Alcohol itself doesn’t interact with isoniazid, but it can worsen liver toxicity. If you drink heavily, your doctor may choose a different regimen or monitor liver enzymes more closely.
Why is a vitamin B6 supplement recommended?
Isoniazid interferes with pyridoxine metabolism, leading to peripheral neuropathy in up to 5% of patients. Supplementing 25mg daily prevents this side effect without affecting TB treatment.
Is the four‑month rifampicin regimen as effective as six‑month isoniazid?
Large randomized trials (e.g., the 2023 WHO Collaborative Study) showed comparable efficacy for preventing active TB, with slightly higher rates of drug‑interaction issues. Choice often hinges on patient preference and liver health.
What if my lab shows mild liver enzyme rise?
For transaminases 2-3× ULN, continue therapy with close monitoring and ensure the patient avoids alcohol and hepatotoxic drugs. If levels exceed 3× ULN or symptoms appear, pause treatment and re‑evaluate.

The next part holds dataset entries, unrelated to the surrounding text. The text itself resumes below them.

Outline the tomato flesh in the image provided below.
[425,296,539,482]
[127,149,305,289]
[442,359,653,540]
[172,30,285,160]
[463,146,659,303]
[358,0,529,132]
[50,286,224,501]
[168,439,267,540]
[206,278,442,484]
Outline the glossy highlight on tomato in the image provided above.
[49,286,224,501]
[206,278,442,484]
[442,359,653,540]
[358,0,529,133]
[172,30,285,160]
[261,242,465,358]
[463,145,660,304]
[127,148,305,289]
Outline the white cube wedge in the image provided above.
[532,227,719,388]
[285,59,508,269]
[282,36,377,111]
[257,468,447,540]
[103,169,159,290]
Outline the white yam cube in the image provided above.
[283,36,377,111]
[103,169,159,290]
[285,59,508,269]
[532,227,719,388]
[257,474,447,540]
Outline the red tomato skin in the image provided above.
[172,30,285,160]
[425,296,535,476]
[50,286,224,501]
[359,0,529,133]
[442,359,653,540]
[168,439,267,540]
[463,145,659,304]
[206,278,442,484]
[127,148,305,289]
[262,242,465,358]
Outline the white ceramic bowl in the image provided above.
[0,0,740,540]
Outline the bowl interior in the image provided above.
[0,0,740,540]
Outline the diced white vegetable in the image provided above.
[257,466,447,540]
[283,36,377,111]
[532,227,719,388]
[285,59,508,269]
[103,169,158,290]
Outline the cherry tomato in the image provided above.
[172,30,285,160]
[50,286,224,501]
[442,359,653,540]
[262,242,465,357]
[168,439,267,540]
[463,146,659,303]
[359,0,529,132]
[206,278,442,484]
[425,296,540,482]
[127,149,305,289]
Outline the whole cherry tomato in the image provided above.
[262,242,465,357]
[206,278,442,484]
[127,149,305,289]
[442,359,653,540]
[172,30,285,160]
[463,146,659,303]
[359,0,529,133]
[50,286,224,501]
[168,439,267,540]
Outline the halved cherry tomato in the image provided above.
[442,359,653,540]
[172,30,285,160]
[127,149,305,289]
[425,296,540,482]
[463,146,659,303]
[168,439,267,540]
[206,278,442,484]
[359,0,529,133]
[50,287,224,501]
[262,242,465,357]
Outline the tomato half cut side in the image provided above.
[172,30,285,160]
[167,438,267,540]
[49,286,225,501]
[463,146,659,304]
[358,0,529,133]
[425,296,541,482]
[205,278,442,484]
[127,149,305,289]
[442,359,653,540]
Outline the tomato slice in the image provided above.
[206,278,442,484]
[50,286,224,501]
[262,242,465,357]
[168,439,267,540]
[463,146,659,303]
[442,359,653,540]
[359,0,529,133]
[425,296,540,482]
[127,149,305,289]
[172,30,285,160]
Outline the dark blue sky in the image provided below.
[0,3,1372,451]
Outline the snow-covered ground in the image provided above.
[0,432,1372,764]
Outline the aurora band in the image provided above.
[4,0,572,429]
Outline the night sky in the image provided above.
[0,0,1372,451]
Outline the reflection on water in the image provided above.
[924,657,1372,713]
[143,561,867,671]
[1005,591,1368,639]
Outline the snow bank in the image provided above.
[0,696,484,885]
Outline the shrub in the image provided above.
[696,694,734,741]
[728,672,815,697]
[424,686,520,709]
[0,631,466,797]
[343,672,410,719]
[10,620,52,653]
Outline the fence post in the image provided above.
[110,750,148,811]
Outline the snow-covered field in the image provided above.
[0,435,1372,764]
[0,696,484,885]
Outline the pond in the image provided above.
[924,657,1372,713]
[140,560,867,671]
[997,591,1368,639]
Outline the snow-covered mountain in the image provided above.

When are bedaquiline or delamanid necessary?
These agents are reserved for multidrug‑resistant TB where the bacteria resist isoniazid and rifampicin. They’re added to a background regimen of at least three other effective drugs, and patients need ECG monitoring for QT prolongation.
Comments
I don't see why anyone would bother comparing these drugs when the guidelines already tell you what to use.